Because doses of about 2.5 ng/kg of calcitriol have had no propensity to significantly raise blood calcium in patients on normal calcium intakes studied to date, we feel less constrained by patients starting calcium levels than we were early in our studies and a mild increase in total calcium quite common in uremic cats and dogs should not preclude use of calcitriol. Calcium levels should be checked more closely however, in any animal that had ionized hypercalcemia at the start of calcitriol treatment. These patients may be the most severely hyperparathyroid with set point alterations and so most in need of calcitriol treatment. It is essential that serum phosphorus levels be brought to 6 mg/dl or lower prior to starting calcitriol treatment to insure efficacy of the calcitriol doses. Also a CaXPi product exceeding 70 should be avoided as soft tissue mineralization begins at that point.

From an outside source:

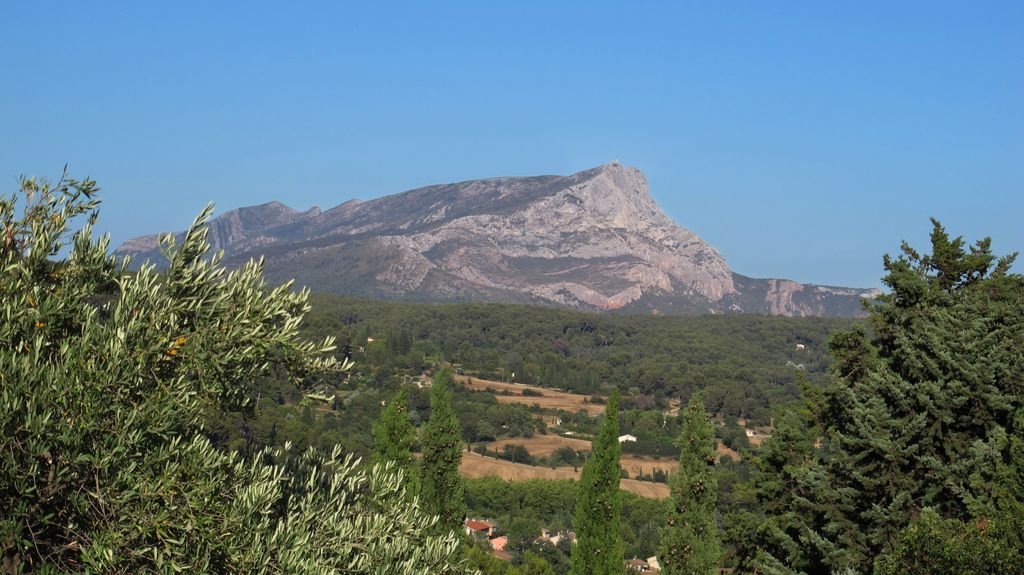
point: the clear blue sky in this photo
(803, 139)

21.) SHOULD CALCITRIOL BE CONSIDERED FOR PREVENTIVE USE?

In a recent British study 84% of uremic cats on entry to the veterinary clinic were hyperparathyroid. Because almost all dogs and cats with serum creatinine elevated to over 2.0 mg/dl are likely to develop renal secondary hyperparathyroidism in their progressive disease and because parathyroid glands, once hyperplastic, are less easy to control than glands which were not allowed to become hyperplastic, preventive use of calcitriol appears to be a sound objective. We strongly believe in the wisdom of use of a daily calcitriol dose of at least 2.5 ng/kg in all dogs or cats known to be in chronic renal failure as blood chemistry does not change until a minimum of 2/3 to 3/4 of renal parenchyma is lost in these patients.

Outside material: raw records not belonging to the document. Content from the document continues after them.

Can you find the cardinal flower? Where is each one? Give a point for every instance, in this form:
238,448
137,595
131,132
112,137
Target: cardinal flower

22.) HOW CAN CALCITRIOL BE THE TREATMENT OF CHOICE FOR BOTH HYPERPARATHYROIDIM SECONDARY TO RENAL FAILURE AND HYPOPARATHYROIDISM WHETHER OF GENETIC OR SURGICAL ORIGIN?

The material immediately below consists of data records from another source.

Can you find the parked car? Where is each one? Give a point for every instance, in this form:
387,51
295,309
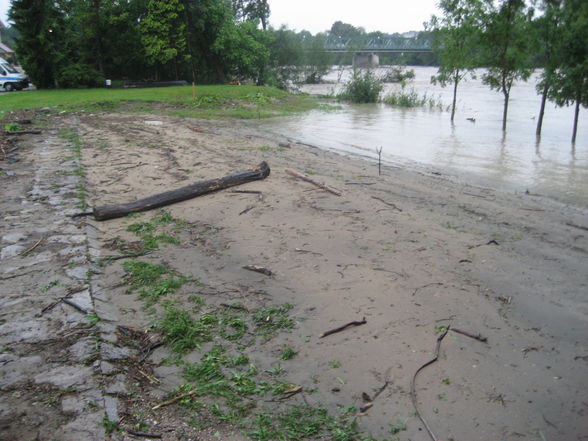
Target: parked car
11,78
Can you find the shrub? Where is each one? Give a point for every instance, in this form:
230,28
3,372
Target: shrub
364,87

The basic interactive relationship between PTH and calcitriol in the management of blood calcium to keep it at normal levels , makes it clear that an important means PTH has to elevate blood calcium (after the parathyroid cells have sensed a calcium deficit in blood) is the stimulation of calcitriol formation to increase intestinal calcium absorptive capacity. In the hypoparathyroid patient there is very little formation of calcitriol and very poor intestinal calcium absorption. Supplementation with calcitriol in doses that differ from those used versus uremic hyperparathyroidism is indicated. These are discussed in a recent chapter written by Dr. Dennis Chew and myself. It is in Current Veterinary Therapy 13 pp.340-345. We have maintained several hypoparathyroid dogs with calcitriol including a Bassett hound with severe PTH deficit for over 10 years. Cats with parathyroids damaged secondary to thyroid surgery are either temporary or permanent candidates for this application of calcitriol.

23.) SUMMARY:

Parathyroid hormone excess occurs in virtually all canine and feline patients with chronic renal failure. Parathyroid hormone in excess is an important uremic toxin damaging many body organs including the kidney where it contributes to the progression of renal failure. Low daily oral doses of calcitriol are highly effective in reducing elevated serum PTH concentrations in uremic patients to normal. Calcitriol interferes in four ways with the ability of the parathyroid gland to elaborate toxic levels of PTH to the serum. (1) It induces synthesis of the calcium receptor required to block secretion of PTH; (2) it blocks synthesis of the PTH molecule within the gland by disallowing transcription of the PTH gene into a messenger RNA molecule; (3) it prevents hyperplasia of the parathyroid gland during uremia; and (4) it causes regression of the parathyroid gland which had previously been hyperplastic in response to the uremic state. Of these four mechanisms the second, decreased transcription of the PTH gene accounts for most of the lowering of serum PTH.